Darth Wong wrote:The beauty of Intelligent Design, from the perspective of its proponents, is that the designer need not actually act in an intelligent fashion. That's why you can never disprove intelligent design: the most obvious way to disprove it would be to point out examples of unintelligent design, and IDers dismiss all such examples as our own inability to understand God's grand design.
In other words, they believe that if something seems intelligent, it proves that an intelligent God designed it. And if something seems stupid, it proves that an inscrutable God designed it.
Ahh the joy of the unfalsable argument.
Anyhoo, in other news, ID/creationism gets bitch slapped again
Utah slaps down creationist law for schools
SALT LAKE CITY (AP) -- House lawmakers scuttled a bill that would have required public school students to be told that evolution is not empirically proven -- the latest setback for critics of evolution.
The bill's sponsor, Republican state Sen. Chris Buttars, had said it was time to rein in teachers who were teaching that man descended from apes and rattling the faith of students. The Senate earlier passed the measure 16-12.
But the bill failed in the House on a 28-46 vote Monday. The bill would have required teachers to tell students that evolution is not a fact and the state doesn't endorse the theory.
Rep. Scott Wyatt, a Republican, said he feared passing the bill would force the state to then address hundreds of other scientific theories -- "from Quantum physics to Freud" -- in the same manner.
"I would leave you with two questions," Wyatt said. "If we decide to weigh in on this part, are we going to begin weighing in on all the others and are we the correct body to do that?"
Buttars said he didn't believe the defeat means that most House members think Charles Darwin's theory of evolution is correct.
"I don't believe that anybody in there really wants their kids to be taught that their great-grandfather was an ape," Buttars said.
The vote represents the latest loss for critics of evolution.

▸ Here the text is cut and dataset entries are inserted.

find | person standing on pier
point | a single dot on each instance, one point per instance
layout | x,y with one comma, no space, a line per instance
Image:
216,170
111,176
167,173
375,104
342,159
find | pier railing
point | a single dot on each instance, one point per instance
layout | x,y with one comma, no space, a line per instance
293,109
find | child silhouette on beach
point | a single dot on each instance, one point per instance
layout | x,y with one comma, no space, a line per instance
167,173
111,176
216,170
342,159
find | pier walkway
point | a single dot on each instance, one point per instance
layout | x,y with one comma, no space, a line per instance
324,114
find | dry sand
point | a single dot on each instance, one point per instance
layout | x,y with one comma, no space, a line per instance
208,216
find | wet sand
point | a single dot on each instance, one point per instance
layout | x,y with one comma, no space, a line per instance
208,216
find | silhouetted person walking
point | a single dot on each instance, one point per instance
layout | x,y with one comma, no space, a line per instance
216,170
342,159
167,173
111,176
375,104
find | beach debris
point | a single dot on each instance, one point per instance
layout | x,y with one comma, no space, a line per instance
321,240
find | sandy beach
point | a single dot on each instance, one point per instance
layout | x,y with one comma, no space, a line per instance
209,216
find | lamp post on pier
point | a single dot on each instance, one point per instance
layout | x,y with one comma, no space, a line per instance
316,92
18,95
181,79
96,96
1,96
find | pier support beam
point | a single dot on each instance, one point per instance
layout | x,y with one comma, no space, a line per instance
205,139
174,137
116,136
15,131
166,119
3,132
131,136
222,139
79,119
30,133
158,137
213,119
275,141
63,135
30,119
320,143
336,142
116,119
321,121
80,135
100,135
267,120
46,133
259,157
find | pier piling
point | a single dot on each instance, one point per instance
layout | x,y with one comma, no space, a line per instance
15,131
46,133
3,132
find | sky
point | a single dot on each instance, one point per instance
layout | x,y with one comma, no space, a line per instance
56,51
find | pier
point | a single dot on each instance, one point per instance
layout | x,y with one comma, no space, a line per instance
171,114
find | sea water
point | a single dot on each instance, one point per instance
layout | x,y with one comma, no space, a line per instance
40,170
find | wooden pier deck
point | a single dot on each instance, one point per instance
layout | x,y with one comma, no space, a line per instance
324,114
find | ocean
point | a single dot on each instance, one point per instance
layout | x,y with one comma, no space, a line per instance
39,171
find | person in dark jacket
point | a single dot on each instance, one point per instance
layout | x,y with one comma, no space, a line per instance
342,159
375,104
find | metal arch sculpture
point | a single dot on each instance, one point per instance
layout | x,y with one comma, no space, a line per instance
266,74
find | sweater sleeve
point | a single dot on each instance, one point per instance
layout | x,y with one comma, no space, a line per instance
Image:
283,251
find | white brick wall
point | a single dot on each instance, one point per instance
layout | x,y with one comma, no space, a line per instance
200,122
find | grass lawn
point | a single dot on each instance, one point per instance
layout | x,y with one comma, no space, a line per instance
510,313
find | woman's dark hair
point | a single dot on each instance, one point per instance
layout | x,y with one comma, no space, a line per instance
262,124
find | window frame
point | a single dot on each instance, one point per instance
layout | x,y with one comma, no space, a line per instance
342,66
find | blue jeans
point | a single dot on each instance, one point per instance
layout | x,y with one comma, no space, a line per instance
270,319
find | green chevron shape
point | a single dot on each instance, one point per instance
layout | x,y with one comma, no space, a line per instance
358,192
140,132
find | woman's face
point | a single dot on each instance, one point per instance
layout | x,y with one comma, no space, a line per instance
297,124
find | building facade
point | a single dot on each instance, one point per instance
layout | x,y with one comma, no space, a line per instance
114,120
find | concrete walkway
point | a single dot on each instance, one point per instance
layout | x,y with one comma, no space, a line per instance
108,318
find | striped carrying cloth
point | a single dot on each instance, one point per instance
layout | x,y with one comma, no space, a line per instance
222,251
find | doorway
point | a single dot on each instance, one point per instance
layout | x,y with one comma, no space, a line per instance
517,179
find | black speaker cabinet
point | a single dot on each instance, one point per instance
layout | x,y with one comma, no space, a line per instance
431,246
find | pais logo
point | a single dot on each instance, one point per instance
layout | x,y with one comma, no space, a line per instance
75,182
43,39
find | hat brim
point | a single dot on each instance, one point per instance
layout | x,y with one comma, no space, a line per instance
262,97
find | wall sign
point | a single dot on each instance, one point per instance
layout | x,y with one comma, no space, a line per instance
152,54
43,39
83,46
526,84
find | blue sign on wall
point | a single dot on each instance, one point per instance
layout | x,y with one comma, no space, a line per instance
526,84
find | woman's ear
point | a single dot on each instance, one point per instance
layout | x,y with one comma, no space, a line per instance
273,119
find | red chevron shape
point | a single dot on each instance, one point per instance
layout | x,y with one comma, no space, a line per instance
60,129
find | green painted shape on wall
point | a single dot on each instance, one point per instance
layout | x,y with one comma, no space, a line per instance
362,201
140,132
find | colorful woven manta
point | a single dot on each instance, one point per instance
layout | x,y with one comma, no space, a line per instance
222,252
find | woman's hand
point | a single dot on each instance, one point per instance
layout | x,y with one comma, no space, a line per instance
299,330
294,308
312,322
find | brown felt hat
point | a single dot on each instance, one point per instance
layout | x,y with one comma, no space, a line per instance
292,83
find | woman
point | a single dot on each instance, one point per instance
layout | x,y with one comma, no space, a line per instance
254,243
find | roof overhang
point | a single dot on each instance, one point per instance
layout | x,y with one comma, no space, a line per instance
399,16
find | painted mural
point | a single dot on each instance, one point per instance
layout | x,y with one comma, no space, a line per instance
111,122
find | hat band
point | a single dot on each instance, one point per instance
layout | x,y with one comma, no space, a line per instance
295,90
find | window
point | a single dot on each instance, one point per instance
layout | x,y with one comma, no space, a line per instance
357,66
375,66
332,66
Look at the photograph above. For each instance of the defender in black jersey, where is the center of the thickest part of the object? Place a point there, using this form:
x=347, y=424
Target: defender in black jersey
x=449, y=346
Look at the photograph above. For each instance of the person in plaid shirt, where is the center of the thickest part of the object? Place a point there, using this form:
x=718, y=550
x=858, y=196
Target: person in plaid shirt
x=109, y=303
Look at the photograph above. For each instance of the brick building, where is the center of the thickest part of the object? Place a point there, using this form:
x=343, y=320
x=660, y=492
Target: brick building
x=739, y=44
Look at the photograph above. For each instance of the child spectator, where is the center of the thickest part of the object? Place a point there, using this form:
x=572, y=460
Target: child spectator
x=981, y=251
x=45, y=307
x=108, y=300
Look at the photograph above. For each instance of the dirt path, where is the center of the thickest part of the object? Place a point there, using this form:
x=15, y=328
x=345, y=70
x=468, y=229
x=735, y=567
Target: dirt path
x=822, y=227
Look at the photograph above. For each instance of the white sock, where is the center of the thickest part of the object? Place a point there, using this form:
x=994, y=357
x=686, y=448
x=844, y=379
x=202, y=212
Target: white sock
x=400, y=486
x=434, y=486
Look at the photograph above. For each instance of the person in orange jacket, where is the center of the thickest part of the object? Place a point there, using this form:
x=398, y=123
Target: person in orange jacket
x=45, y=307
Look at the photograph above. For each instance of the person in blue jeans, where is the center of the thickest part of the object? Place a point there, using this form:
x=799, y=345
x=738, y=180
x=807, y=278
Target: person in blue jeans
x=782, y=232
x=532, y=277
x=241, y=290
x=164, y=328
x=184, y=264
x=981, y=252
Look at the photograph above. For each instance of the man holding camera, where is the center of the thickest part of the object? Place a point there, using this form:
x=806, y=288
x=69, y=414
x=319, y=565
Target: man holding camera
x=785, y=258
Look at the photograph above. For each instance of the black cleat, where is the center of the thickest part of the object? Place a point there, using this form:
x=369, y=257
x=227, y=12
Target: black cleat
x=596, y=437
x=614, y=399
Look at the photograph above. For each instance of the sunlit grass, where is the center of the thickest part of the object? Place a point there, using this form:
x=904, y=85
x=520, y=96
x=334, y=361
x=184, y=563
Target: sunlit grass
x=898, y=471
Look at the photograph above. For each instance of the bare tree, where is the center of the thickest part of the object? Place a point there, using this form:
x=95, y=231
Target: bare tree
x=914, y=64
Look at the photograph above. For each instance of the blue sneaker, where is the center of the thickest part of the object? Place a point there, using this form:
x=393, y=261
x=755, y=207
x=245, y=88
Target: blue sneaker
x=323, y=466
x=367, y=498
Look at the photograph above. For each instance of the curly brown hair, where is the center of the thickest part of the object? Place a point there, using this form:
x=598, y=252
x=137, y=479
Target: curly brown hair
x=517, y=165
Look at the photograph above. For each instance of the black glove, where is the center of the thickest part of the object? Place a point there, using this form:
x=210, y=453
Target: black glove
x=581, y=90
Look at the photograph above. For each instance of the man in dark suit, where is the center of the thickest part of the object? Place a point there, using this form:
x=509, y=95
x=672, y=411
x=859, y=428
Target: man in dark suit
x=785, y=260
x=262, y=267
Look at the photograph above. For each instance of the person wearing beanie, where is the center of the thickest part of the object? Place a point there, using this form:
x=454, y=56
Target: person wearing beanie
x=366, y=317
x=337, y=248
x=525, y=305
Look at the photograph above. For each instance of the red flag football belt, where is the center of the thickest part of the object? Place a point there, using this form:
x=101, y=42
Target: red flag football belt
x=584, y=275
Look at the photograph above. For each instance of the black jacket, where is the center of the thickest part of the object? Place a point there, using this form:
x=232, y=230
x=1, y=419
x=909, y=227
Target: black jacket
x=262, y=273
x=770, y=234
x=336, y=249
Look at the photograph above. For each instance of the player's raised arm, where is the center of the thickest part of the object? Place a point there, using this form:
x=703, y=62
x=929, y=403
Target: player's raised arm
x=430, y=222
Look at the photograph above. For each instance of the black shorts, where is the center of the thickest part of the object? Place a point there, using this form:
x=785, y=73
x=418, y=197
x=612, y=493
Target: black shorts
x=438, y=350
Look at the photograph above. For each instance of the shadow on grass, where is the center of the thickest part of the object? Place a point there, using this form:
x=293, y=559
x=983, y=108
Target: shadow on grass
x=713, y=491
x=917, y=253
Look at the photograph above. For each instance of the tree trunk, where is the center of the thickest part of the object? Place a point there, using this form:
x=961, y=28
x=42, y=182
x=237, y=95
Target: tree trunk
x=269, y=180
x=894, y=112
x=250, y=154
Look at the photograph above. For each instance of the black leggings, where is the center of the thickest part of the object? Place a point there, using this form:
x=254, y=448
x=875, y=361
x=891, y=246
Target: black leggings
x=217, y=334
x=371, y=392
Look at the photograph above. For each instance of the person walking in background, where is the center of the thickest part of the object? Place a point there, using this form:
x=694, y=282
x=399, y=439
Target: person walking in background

In December, a federal judge barred the school system in Dover, Pa., from teaching intelligent design alongside evolution in high school biology classes.
Also last year, a federal judge ordered the school system in suburban Atlanta's Cobb County to remove from biology textbooks stickers that called evolution a theory, not a fact.
Earlier this year, a rural California school district canceled an elective philosophy course on intelligent design and agreed never to promote the topic in class again.
But critics of evolution got a boost in Kansas in November when the state Board of Education adopted new science teaching standards that treat evolution as a flawed theory, defying the view of science groups.